We will, however, for the time, and to explain my survey theory, suppose the plan theory to be correct, as I firmly believe it is.

And then, supposing it may be proved that the respective positions of the pyramids are slightly different to those that I have allotted to them on my plan, it will only make a similar slight difference to the lines and angles which I shall here show could be laid out by their aid.

Let us in the first place comprehend clearly the shape of the land of Egypt.

A sector or fan, with a long handle—the fan or sector, the delta; and the handle of the fan, the Nile Valley, running nearly due south.

The Pyramids of Gïzeh are situate at the angle of the sector, on a rocky eminence whence they can all be seen for many miles.

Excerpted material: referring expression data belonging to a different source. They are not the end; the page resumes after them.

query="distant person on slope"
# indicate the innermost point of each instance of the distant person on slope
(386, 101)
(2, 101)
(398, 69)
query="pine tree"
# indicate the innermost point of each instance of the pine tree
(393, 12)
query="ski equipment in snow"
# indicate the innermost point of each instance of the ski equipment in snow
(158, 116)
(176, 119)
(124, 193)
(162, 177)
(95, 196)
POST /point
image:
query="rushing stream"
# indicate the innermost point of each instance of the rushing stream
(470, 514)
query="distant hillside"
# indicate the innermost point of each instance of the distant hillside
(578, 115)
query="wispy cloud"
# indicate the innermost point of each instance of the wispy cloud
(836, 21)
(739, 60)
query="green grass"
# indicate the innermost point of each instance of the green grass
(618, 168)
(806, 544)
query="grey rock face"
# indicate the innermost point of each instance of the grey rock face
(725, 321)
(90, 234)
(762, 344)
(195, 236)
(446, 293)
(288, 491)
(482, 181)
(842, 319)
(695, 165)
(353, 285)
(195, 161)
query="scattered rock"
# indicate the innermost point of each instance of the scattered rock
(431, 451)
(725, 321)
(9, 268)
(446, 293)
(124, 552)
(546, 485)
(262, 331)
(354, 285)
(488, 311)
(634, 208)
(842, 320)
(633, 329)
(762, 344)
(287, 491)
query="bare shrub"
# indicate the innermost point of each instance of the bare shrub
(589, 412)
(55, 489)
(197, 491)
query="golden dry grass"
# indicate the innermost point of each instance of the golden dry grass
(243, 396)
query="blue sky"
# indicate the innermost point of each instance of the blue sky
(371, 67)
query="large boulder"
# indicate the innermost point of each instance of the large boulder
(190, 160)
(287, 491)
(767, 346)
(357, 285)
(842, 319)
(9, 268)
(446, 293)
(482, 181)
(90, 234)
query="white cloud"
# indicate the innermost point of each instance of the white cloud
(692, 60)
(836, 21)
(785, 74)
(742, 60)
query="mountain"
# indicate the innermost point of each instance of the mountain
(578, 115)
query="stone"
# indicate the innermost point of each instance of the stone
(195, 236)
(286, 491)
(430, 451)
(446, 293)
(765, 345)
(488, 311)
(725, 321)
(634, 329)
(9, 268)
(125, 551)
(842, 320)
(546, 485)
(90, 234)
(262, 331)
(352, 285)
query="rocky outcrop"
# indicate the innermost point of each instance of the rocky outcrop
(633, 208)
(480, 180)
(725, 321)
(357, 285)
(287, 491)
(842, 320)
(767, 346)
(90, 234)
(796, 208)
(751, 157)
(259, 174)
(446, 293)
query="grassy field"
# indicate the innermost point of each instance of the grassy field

The summits of the two high ones can be seen from the delta, and from the Nile Valley to a very great distance; how far, I am unable to say; but I should think that while the group could be made general use of for a radius of fifteen miles, the summits of Cephren and Cheops could be made use of for a distance of thirty miles; taking into consideration the general fall of the country.

It must be admitted that if meridian observations of the star Alpha of the Dragon could be made with accuracy by peeping up a small hole in one of the pyramids, then surely might the surveyors have carried true north and south lines up the Nile Valley as far as the summit of Cheops was visible, by "plumbing in" the star and the apex of the pyramid by the aid of a string and a stone.

True east and west lines could have been made to intersect such north and south lines from the various groups of pyramids along the river banks, by whose aid also such lines would be prolonged.

Next, supposing that their astronomers had been aware of the latitude of Cheops, and the annual northing and southing of the sun, straight lines could have been laid out in various sectoral directions to the north-eastward and north-westward of Cheops, across the delta, as far as the extreme apex of the pyramid was visible, by observations of the sun, rising or setting over his summit. (That the Dog-star was observed in this manner from the north-west, I have little doubt.)

For this purpose, surveyors would be stationed at suitable distances apart with their strings and their stones, ready to catch the sun simultaneously, and at the very moment he became transfixed upon the apex of the pyramid, and was, as it were, "swallowed by it." (See Figure 37.) The knowledge of the pyramid slope angle from different points of view would enable the surveyor to place himself in readiness nearly on the line.